Whether England was the proper place and whether refusing jurisdiction would cause substantial injustice

The Supreme Court held that considering all of the relevant factors, Zambia would plainly have been the proper place for the litigation – the acts complained of primarily occurred there, the mine was operated under a Zambian licence and Zambian legislation, most of the evidence was therefore in Zambia and the claimants would have real difficulty travelling to England to give evidence.

Additionally, Vedanta had indicated its willingness to submit to the Zambian courts, meaning there was a forum in which the claimants could proceed against both defendants (avoiding the risk of irreconcilable judgments). Thus, if substantial justice were available to all the parties in Zambia, the Supreme Court considered the English courts should decline jurisdiction in favour of the Zambian courts.

However, the Supreme Court agreed with Coulson J's assessment that there was a real risk substantial justice would not be available in Zambia. First, it would have been practically impossible for the claimants to fund their claims given they were all in "extreme poverty", legal aid would not be available and conditional fee agreements are unlawful in Zambia. Second, there were not "sufficiently substantial and suitably experienced legal teams" in Zambia to handle effective litigation of this size and complexity, particularly against a well-resourced opponent like KCM. In considering this issue, Lord Briggs noted Coulson J's detailed examination of other environmental group claims before the Zambian courts, including apparent failings in case preparation (perhaps due to insufficient funding) which meant that save for a small minority the claimants were "almost routinely unsuccessful".

Key takeaways

The judgment will be of acute interest to multinationals seeking to balance the need to ensure their subsidiaries' operations are conducted safely and with respect for human rights with the risk of opening up parents to litigation in the jurisdiction of their headquarters. The Court of Appeal's decisions in Unilever and Shell had led many to take the view that, provided subsidiaries were themselves responsible for implementing group environmental and human rights policies, the fact that these were designed and applied at group level would not lead to parent company responsibility. But the Supreme Court's comments mean this can no longer be presumed to be the case.

Moreover, the confirmation that there are no special restrictions upon the circumstances in which a duty of care can be imposed upon a parent for its foreign subsidiaries' actions may pave the way for claims against parent companies in a broader range of circumstances than previously thought.

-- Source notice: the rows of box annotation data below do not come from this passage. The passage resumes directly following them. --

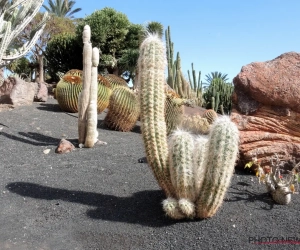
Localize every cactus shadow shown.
[97,119,141,134]
[6,182,184,227]
[224,182,274,210]
[0,132,61,146]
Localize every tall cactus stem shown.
[197,116,239,218]
[84,48,99,148]
[138,34,175,197]
[168,130,196,217]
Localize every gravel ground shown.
[0,99,300,250]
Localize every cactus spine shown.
[84,48,99,148]
[54,69,112,113]
[104,86,140,132]
[138,35,239,219]
[197,116,239,218]
[138,35,175,196]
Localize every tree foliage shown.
[205,71,228,85]
[43,0,81,19]
[45,33,82,81]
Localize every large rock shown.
[34,82,48,102]
[231,52,300,169]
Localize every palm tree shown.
[43,0,81,19]
[205,71,228,85]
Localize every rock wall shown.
[231,52,300,166]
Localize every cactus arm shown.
[197,116,239,218]
[168,130,196,217]
[0,0,48,67]
[138,34,175,196]
[0,22,11,62]
[78,25,92,144]
[84,48,99,148]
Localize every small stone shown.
[43,148,51,155]
[55,138,75,154]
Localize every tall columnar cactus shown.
[138,35,239,219]
[78,25,99,148]
[165,91,184,135]
[0,0,48,68]
[104,86,140,132]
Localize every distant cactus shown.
[104,87,140,132]
[54,69,112,113]
[0,0,49,68]
[138,32,239,219]
[179,115,210,135]
[103,74,128,89]
[202,109,218,124]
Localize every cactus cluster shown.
[138,32,239,219]
[103,74,128,89]
[0,0,49,68]
[54,69,112,113]
[165,91,184,135]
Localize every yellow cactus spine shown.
[78,25,92,144]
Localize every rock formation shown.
[231,52,300,169]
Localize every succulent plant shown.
[179,115,210,135]
[138,34,239,219]
[104,86,140,132]
[54,69,112,113]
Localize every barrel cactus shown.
[54,69,112,113]
[104,86,140,132]
[138,34,239,219]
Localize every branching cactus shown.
[104,86,140,132]
[0,0,48,68]
[103,74,129,89]
[84,48,99,148]
[138,32,239,219]
[251,154,300,205]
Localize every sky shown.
[52,0,300,82]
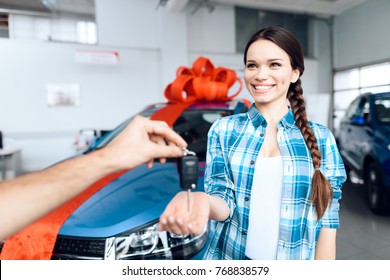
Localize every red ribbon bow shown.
[151,57,242,126]
[164,57,242,103]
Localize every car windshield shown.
[374,96,390,125]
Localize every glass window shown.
[333,62,390,129]
[334,69,359,90]
[334,89,359,111]
[374,97,390,124]
[360,63,390,88]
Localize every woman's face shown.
[244,39,299,105]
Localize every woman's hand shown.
[159,191,210,235]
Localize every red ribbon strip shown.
[0,57,242,260]
[0,171,126,260]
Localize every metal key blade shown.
[187,189,191,212]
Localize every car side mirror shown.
[351,116,366,125]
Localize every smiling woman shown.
[160,26,346,260]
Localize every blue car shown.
[45,100,247,260]
[337,92,390,215]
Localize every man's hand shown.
[104,116,187,169]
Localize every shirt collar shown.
[247,103,295,130]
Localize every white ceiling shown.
[209,0,372,15]
[0,0,372,16]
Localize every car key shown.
[177,149,199,211]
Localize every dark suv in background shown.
[336,92,390,215]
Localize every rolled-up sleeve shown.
[321,131,347,228]
[204,120,235,221]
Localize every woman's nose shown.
[255,67,269,80]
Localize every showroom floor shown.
[337,180,390,260]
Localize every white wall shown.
[0,0,323,171]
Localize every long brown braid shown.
[244,26,333,220]
[287,79,333,219]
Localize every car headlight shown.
[105,223,208,260]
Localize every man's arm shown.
[0,117,187,240]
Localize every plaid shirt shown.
[205,105,346,260]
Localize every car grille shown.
[52,236,106,260]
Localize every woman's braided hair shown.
[244,26,333,220]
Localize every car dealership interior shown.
[0,0,390,260]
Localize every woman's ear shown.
[291,69,300,83]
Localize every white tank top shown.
[245,156,283,260]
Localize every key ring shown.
[183,149,196,156]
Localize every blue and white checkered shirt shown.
[205,105,346,260]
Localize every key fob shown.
[177,151,199,190]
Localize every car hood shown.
[59,162,203,237]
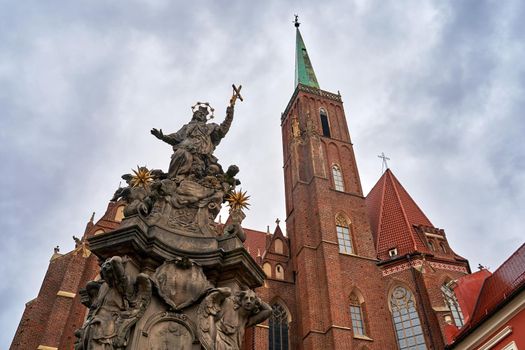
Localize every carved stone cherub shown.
[75,256,151,350]
[198,287,272,350]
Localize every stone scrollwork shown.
[75,256,151,350]
[152,258,212,310]
[197,287,272,350]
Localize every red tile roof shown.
[472,244,525,325]
[243,228,267,263]
[453,244,525,345]
[366,169,434,260]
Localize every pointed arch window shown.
[350,292,366,336]
[441,281,465,328]
[268,304,289,350]
[319,108,331,137]
[335,215,354,254]
[390,286,427,350]
[332,164,345,192]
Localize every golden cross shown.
[230,84,244,107]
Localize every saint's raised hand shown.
[151,128,164,140]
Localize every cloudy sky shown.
[0,0,525,349]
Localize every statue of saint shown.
[75,256,151,350]
[198,287,272,350]
[151,104,234,178]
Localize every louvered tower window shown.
[319,108,330,137]
[332,164,345,192]
[441,282,465,328]
[390,286,427,350]
[268,304,289,350]
[350,293,365,335]
[335,215,354,254]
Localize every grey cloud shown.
[0,0,525,348]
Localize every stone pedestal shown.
[81,215,264,350]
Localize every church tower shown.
[281,20,386,349]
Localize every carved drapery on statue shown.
[81,86,271,350]
[75,256,151,350]
[198,287,272,350]
[112,90,240,237]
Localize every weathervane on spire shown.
[377,152,390,174]
[292,15,301,28]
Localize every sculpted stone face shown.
[193,107,208,123]
[241,291,257,311]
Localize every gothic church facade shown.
[11,24,470,350]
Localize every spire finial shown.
[377,152,390,174]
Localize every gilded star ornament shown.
[130,165,153,187]
[226,190,250,210]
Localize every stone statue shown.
[198,287,272,350]
[151,103,234,178]
[75,256,151,350]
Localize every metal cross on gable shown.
[377,152,390,174]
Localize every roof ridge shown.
[390,172,435,228]
[489,243,525,277]
[386,169,417,251]
[370,169,388,256]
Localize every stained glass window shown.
[268,304,289,350]
[441,282,465,328]
[332,165,345,192]
[335,216,354,254]
[319,108,330,137]
[390,286,427,350]
[350,294,365,335]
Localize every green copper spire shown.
[294,15,319,89]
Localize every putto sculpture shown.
[79,85,271,350]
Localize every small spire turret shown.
[293,15,319,89]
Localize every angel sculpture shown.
[75,256,151,350]
[198,287,272,350]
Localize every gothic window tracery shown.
[275,264,284,280]
[335,215,354,254]
[115,205,125,222]
[263,263,272,277]
[350,292,366,336]
[332,164,345,192]
[274,238,284,254]
[390,286,427,350]
[441,281,465,328]
[319,108,331,137]
[268,303,289,350]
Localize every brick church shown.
[11,23,488,350]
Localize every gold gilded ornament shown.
[130,165,153,187]
[226,190,250,210]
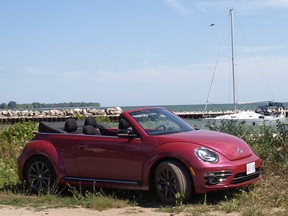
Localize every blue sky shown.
[0,0,288,106]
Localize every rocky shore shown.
[0,107,122,119]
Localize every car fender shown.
[18,140,64,181]
[142,142,197,187]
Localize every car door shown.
[75,135,143,182]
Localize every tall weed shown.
[0,122,37,188]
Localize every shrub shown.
[0,122,37,188]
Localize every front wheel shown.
[25,157,56,192]
[154,161,192,205]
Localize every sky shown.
[0,0,288,106]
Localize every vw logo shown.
[237,147,244,154]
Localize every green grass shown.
[0,122,288,216]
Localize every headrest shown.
[118,118,131,129]
[83,125,96,135]
[84,116,97,127]
[64,118,77,133]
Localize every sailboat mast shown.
[229,9,237,113]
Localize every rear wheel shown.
[25,157,56,192]
[154,160,192,205]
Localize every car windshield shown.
[130,108,194,135]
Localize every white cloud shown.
[164,0,288,16]
[164,0,192,16]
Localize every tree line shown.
[0,101,100,109]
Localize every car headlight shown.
[194,147,218,163]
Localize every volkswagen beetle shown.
[18,107,261,204]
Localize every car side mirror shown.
[117,129,138,138]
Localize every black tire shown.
[154,160,193,205]
[25,156,56,193]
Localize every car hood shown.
[159,130,253,160]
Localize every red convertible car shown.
[18,107,261,204]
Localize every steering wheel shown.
[155,125,167,130]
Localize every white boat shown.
[204,9,288,125]
[206,102,288,126]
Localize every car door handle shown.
[77,144,87,150]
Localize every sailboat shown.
[204,9,288,125]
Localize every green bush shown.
[0,122,37,188]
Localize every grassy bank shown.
[0,122,288,215]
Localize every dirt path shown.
[0,205,241,216]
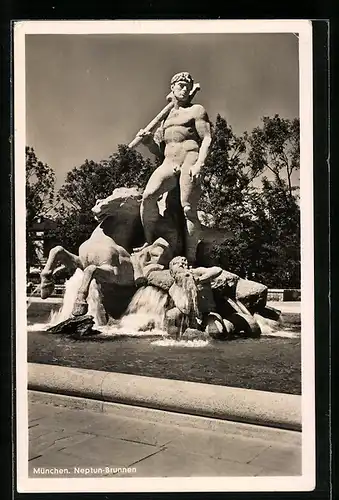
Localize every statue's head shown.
[171,71,194,102]
[169,255,189,276]
[92,187,142,222]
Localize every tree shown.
[200,115,300,287]
[26,146,55,268]
[199,114,250,227]
[50,145,155,253]
[245,114,300,196]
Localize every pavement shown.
[28,391,301,478]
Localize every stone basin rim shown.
[28,363,302,431]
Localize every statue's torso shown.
[162,106,201,163]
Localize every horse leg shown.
[40,245,83,299]
[73,264,125,316]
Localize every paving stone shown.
[167,430,270,463]
[256,467,301,477]
[28,430,93,460]
[28,408,112,432]
[250,444,301,475]
[59,436,157,467]
[28,402,65,423]
[117,449,261,477]
[81,416,183,447]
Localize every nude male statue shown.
[138,72,211,265]
[166,256,224,338]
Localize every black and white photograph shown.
[13,20,315,493]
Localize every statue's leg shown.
[180,152,201,265]
[40,245,82,299]
[140,160,176,244]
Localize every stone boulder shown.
[46,315,99,338]
[235,278,268,313]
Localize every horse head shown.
[92,187,142,222]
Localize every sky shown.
[26,33,299,189]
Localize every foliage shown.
[49,145,155,253]
[26,146,55,266]
[245,115,300,195]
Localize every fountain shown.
[33,184,278,346]
[34,72,286,342]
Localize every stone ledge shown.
[28,363,301,431]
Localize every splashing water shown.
[152,339,210,347]
[28,269,168,337]
[98,286,168,336]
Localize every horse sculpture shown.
[40,188,147,323]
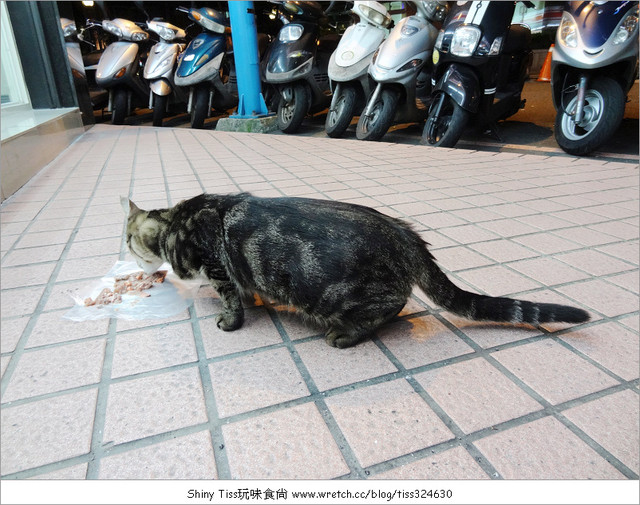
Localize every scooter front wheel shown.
[111,89,129,124]
[153,94,169,126]
[554,77,625,156]
[191,85,209,128]
[422,93,469,147]
[324,85,358,138]
[278,82,310,133]
[356,89,398,140]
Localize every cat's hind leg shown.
[325,300,406,349]
[210,280,244,331]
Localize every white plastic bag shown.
[62,261,202,321]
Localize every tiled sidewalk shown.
[1,126,639,479]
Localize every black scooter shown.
[422,2,532,147]
[260,2,339,133]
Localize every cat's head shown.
[120,197,164,274]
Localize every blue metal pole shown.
[227,1,269,118]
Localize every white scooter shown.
[87,18,149,124]
[356,1,448,140]
[142,19,187,126]
[324,2,391,138]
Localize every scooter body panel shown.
[96,40,140,88]
[433,63,482,112]
[369,16,438,86]
[551,2,638,109]
[143,40,180,80]
[175,32,227,80]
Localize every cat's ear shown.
[120,196,142,217]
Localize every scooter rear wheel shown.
[356,89,398,140]
[554,77,625,156]
[324,85,358,138]
[111,89,129,124]
[278,82,311,133]
[191,85,209,128]
[422,94,469,147]
[153,94,168,126]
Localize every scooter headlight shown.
[357,4,391,28]
[613,7,638,45]
[558,13,578,47]
[131,32,149,42]
[102,21,122,39]
[278,24,304,42]
[451,25,481,57]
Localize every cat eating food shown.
[122,193,589,348]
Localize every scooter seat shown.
[502,25,531,54]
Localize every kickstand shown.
[484,121,504,143]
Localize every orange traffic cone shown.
[538,44,555,82]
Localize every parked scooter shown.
[422,2,532,147]
[551,2,638,155]
[88,18,149,124]
[324,2,392,138]
[260,2,338,133]
[356,1,447,140]
[175,7,238,128]
[143,19,187,126]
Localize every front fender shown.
[433,63,482,113]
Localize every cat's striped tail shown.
[418,260,590,326]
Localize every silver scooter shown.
[324,2,391,138]
[142,19,188,126]
[356,1,447,140]
[87,18,149,124]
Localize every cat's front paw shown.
[216,312,244,331]
[325,331,360,349]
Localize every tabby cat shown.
[122,193,589,348]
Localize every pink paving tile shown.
[513,233,580,254]
[469,239,536,263]
[597,241,640,265]
[560,322,640,380]
[509,258,589,286]
[296,339,397,391]
[0,389,98,475]
[556,250,636,276]
[372,447,489,480]
[438,223,500,244]
[209,348,309,417]
[0,286,45,318]
[562,390,640,473]
[377,316,473,368]
[557,279,638,317]
[0,263,56,289]
[0,317,29,354]
[56,254,118,282]
[416,359,542,433]
[430,246,493,272]
[222,403,349,479]
[326,379,453,467]
[442,312,542,349]
[458,265,540,296]
[98,431,217,480]
[474,417,624,479]
[103,367,207,444]
[30,463,89,480]
[111,323,198,377]
[492,340,618,404]
[25,311,109,348]
[2,244,64,267]
[16,229,71,248]
[2,339,105,402]
[200,307,282,358]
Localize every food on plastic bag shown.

It is therefore likely that the best way to mitigate the risk of group claims of this nature will be for English-domiciled companies to conduct thorough due diligence, adopt and implement effective group-level policies and work with their subsidiaries to effectively mitigate risks in domestic and overseas operations.

On the other hand, the Supreme Court's confirmation that Zambia was the proper place for the claim may deter future claimants from coming to the English courts where the only connecting factor is the domicile of the relevant parent company. Moreover, the relevance of the availability of funding and appropriate legal expertise in claimants' home jurisdictions demonstrates the English courts' determination of jurisdiction questions may vary significantly depending on where the claim originates.


1 The other two recent Court of Appeal decisions in this area are HRH Emere Godwin Bebe Okpabi and others v. Royal Dutch Shell plc and another [2018] EWCA Civ 191 (Okpabi v. Shell) and AAA & Others v. Unilever PLC and Unilever Tea Kenya Limited [2018] EWCA Civ 1532 (AAA v. Unilever).